When I was researching her, one of her assistants contacted me and smarmily said she and Prejean were praying — for me. That puts me in some company. I asked the assistant a question I often ask criminal fetishists: if prison is so horrible and so inhumane, then why do people like you and the ACLU types always fetishize the really sicko torture-killers and famous political sociopaths instead of ministering to the many anonymous little people serving sentences for lesser crimes?

She wouldn’t answer. You don’t get Hollywood swag bags for telling the truth about that one. Sotomayor’s behavior was evil, pure evil. She, like Prejean, disappeared the real victims. Maybe she’ll mourn the Nuremberg defendants in her next ignorant dirge.

mockturtle said...

Achilles suggests: He should have been killed by one of his victims.

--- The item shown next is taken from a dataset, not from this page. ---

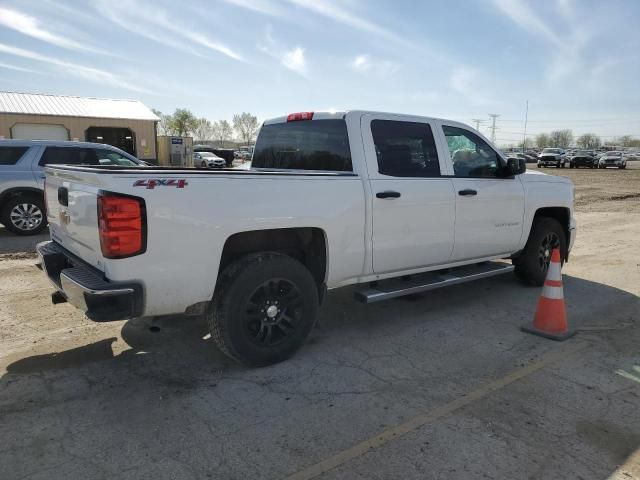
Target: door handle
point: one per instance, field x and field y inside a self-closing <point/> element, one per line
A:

Well, they were dead, so there's that. :-(

stephen cooper said...

Tina, thanks for your contribution.

Greg The Class Traitor said...

"Justice Sotomayor opens her dissent in U.S. v. Dustin Higgs by saying the names of every person executed by the federal government over the past year."

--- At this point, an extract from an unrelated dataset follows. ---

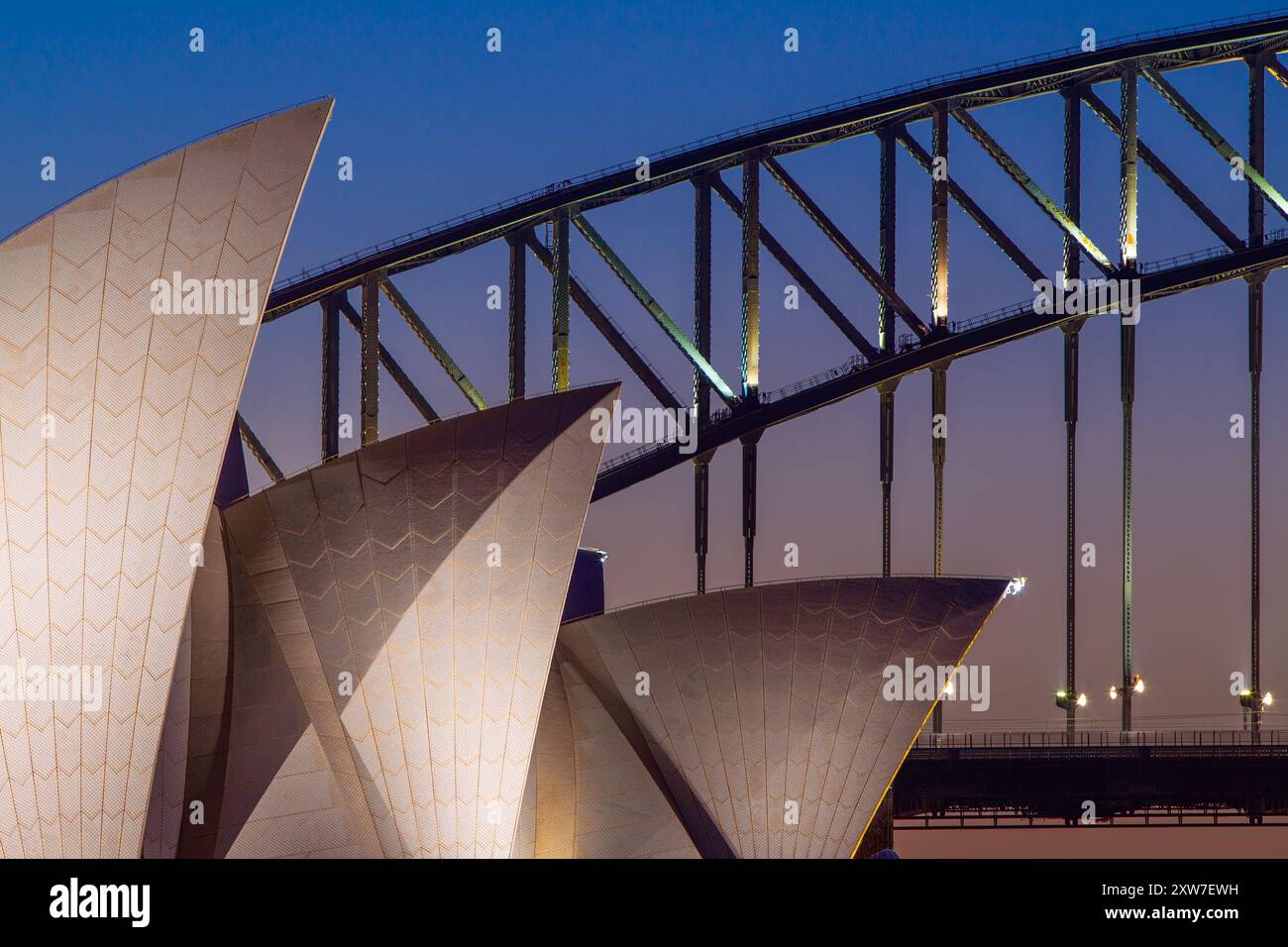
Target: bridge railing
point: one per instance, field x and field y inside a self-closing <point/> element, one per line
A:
<point x="1041" y="738"/>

It's a shame her dissent was so short. 200 names would be so much better than 13.

Greg The Class Traitor said...

The Court has even intervened to lift stays of execution that lower courts put in place

Oh, the horror! The Supreme Court has reversed a lower court!

The Court made these weighty decisions in response to emergency applications, with little opportunity for proper briefing and consideration, often in just a few short days or even hours.

That's ok. All the appeals were garbage, anyway.

Every single one of those creatures was on death row during the Obama Admin, no? They had their time, they had their chance. They were guilty, and deserved to die. Now they are dead.

Good riddance.


Very few of these decisions offered any public explanation for their rationale.

That's because for some reason the justices are too polite to say "this is stupid trash. STFU and stop legislating from the bench"

This is not justice.

Unelected and unaccountable "judges" and "Justices" clogging up the wheels of justice to push their own personal political desires is the exact opposite of justice.

It's what Sotomayor and the other black robed thugs have been doing to the death penalty for decades.